Background: Statistical methods to study the joint effects of environmental factors are of great importance to understand the impact of correlated exposures that may act synergistically or antagonistically on health outcomes. This study proposes a family of statistical models under a unified partial-linear single-index (PLSI) modeling framework, to assess the joint effects of environmental factors for continuous, categorical, time-to-event, and longitudinal outcomes. All PLSI models consist of a linear combination of exposures into a single index for practical interpretability of relative direction and importance, and a nonparametric link function for modeling flexibility.
Methods: We presented PLSI linear regression and PLSI quantile regression for continuous outcome, PLSI generalized linear regression for categorical outcome, PLSI proportional hazards model for time-to-event outcome, and PLSI mixed-effects model for longitudinal outcome. These models were demonstrated using a dataset of 800 subjects from NHANES 2003-2004 survey including 8 environmental factors. Serum triglyceride concentration was analyzed as a continuous outcome and then dichotomized as a binary outcome. Simulations were conducted to demonstrate the PLSI proportional hazards model and PLSI mixed-effects model. The performance of PLSI models was compared with their counterpart parametric models.
Results: PLSI linear, quantile, and logistic regressions showed similar results that the 8 environmental factors had both positive and negative associations with triglycerides, with a-Tocopherol having the most positive and trans-b-carotene the most negative association. For the time-to-event and longitudinal settings, simulations showed that PLSI models could correctly identify directions and relative importance for the 8 environmental factors. Compared with parametric models, PLSI models got similar results when the link function was close to linear, but clearly outperformed in simulations with nonlinear effects.

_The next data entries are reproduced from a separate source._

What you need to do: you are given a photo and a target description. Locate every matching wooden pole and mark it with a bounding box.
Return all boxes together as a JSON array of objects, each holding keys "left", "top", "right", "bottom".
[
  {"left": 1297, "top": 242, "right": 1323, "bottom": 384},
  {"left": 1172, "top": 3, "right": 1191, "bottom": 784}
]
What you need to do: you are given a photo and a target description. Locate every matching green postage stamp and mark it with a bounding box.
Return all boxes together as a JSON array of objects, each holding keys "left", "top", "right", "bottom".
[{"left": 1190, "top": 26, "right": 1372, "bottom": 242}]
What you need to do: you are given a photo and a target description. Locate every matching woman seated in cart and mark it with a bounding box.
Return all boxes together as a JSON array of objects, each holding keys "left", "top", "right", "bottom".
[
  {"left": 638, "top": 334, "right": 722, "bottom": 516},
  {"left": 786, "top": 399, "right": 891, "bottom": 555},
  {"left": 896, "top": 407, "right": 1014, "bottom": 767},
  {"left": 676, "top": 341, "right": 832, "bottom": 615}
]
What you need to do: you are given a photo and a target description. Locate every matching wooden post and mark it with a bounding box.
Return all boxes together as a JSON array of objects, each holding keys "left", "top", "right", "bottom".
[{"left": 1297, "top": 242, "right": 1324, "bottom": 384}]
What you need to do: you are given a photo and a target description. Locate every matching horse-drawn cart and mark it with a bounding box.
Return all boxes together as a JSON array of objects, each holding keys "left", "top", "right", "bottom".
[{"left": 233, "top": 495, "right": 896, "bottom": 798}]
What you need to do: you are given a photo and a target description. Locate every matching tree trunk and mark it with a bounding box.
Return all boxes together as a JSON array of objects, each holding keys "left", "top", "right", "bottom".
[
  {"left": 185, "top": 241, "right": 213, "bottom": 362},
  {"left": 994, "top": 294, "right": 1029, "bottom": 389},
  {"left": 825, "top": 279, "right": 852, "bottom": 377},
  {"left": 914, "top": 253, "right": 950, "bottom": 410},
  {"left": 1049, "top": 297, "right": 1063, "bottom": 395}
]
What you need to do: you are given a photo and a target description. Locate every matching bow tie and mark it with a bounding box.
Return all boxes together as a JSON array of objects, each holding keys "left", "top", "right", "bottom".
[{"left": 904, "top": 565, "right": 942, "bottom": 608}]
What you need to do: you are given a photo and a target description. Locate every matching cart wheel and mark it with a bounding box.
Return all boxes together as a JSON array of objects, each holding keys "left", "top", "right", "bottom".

Conclusions: We presented a unified family of PLSI models to assess the joint effects of exposures on four commonly-used types of outcomes in environmental research, and demonstrated their modeling flexibility and effectiveness, especially for studying environmental factors with mixed directional effects and/or nonlinear effects. Our study has expanded the analytical toolbox for investigating the complex effects of environmental factors. A practical contribution also included a coherent algorithm for all proposed PLSI models with R codes available.